Identify the needs your product or service fulfills by carefully considering the buying power, spending habits, lifestyle trends and demographic background of your customer base. Conduct email and newsletter surveys to gauge the priorities of promising market segments.
2. What problems does my product or service solve? What convenience is provided?
Examine psychographics such as consumer interests, values and purchasing behaviors to determine how your product or service is fitting into your target market’s lifestyle. If your company sells compostable products, for example, narrow your marketing efforts and focus only on those with environmental conservation interests.
3. Are my customers always my consumers?
Many businesses overlook the important fact that the person purchasing the product or service may not be the end user.

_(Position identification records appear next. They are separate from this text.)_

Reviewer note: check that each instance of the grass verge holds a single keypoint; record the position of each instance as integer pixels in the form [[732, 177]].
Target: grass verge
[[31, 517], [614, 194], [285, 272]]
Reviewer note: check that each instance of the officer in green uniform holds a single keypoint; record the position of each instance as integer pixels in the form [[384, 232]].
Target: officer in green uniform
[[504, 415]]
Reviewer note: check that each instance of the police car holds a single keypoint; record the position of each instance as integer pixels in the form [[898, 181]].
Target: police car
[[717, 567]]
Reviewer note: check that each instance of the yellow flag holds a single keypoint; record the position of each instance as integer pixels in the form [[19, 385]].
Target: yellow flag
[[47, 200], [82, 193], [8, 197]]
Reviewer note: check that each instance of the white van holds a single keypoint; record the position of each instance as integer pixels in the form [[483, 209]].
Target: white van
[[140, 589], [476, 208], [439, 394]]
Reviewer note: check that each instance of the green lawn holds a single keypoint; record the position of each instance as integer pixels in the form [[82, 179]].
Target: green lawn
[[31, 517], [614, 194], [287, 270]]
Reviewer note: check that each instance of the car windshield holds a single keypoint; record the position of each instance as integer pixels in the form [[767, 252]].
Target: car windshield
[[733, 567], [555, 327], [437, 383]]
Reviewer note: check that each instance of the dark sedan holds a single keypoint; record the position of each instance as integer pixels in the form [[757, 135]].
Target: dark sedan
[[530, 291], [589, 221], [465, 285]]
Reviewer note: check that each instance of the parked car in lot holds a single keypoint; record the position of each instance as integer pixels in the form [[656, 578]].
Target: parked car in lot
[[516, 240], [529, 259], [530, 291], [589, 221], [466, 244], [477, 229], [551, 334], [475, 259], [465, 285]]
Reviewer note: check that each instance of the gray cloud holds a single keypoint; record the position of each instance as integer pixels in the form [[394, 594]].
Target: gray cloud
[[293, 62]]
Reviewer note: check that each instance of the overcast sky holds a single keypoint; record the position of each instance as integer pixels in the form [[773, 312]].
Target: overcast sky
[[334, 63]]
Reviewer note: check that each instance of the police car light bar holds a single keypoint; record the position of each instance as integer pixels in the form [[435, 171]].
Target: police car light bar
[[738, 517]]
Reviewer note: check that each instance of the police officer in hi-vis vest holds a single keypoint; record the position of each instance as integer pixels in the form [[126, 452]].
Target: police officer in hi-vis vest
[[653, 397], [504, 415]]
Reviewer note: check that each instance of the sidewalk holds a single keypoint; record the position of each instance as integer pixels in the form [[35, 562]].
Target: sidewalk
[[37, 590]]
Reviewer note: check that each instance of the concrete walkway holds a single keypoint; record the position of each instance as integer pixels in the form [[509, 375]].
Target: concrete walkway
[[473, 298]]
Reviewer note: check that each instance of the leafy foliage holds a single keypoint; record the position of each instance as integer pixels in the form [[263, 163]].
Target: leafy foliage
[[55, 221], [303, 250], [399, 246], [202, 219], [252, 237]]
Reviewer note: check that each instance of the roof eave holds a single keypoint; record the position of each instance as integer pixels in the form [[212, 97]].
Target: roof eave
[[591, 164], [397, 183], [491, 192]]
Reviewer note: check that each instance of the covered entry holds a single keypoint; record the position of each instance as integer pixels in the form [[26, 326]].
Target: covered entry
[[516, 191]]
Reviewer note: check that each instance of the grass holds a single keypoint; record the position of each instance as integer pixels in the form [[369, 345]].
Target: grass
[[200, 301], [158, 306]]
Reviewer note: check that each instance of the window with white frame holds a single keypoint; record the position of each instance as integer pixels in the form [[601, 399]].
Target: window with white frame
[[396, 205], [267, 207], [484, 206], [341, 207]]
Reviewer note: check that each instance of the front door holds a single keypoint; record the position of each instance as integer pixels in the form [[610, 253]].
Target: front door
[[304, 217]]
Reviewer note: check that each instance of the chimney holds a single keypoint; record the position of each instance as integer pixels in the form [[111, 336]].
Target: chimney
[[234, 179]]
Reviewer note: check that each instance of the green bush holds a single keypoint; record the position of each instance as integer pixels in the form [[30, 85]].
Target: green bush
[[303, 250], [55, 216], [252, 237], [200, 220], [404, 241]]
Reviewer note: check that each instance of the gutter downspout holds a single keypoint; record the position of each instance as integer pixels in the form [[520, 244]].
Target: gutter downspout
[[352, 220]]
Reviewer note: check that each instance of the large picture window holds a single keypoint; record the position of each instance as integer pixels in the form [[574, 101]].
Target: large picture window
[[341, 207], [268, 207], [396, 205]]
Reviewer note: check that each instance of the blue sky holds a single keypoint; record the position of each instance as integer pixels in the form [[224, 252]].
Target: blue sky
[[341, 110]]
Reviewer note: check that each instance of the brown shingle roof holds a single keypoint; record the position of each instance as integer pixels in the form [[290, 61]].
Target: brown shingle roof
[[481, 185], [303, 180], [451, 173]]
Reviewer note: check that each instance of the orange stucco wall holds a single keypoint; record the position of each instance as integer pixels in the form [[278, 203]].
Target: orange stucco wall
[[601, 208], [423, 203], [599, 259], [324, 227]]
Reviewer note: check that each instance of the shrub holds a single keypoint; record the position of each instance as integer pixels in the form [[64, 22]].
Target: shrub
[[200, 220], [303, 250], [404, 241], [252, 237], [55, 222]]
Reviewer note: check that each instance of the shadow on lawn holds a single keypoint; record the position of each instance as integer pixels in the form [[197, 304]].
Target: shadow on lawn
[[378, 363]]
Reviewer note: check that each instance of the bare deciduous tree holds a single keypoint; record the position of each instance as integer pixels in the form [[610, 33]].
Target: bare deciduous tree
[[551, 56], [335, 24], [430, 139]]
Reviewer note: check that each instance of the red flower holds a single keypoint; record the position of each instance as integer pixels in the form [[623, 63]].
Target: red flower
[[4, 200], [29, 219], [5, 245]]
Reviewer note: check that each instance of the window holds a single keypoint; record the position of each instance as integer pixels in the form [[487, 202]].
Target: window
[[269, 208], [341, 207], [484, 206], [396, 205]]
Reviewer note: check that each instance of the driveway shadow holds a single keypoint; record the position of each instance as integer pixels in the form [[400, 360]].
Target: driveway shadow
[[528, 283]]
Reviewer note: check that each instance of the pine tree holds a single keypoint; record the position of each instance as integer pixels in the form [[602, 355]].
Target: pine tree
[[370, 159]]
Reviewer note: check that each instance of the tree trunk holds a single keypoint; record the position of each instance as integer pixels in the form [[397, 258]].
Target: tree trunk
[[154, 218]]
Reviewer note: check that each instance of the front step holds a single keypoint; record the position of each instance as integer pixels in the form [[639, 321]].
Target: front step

For instance, if a business owner, parent or grandparent purchases your product, is an employee, child or grandchild the one using it? Understanding how your product or service is being used will help you optimize your target niche.
4. What existing data can I use to better reach my target market?
Use objective data to gather helpful insights. If you have a current customer database, leverage that information to find characteristics and qualities your best customers have in common. You can then use that information to target similar customers. Also, if you sell a product or service comparable to others already on the market, do your research on the types of customers purchasing products similar to yours.
5. What are my competitors doing?
Evaluate your competition’s public-facing marketing efforts to isolate a niche audience they may be overlooking. If you can’t identify your existing competition, it’s not necessarily a positive sign. While it may mean other businesses haven’t yet identified your niche, it can also mean businesses tried to target this group and were unsuccessful. That’s why it’s important to conduct a thorough competitive analysis and test the market’s receptiveness to your product before refining a niche market.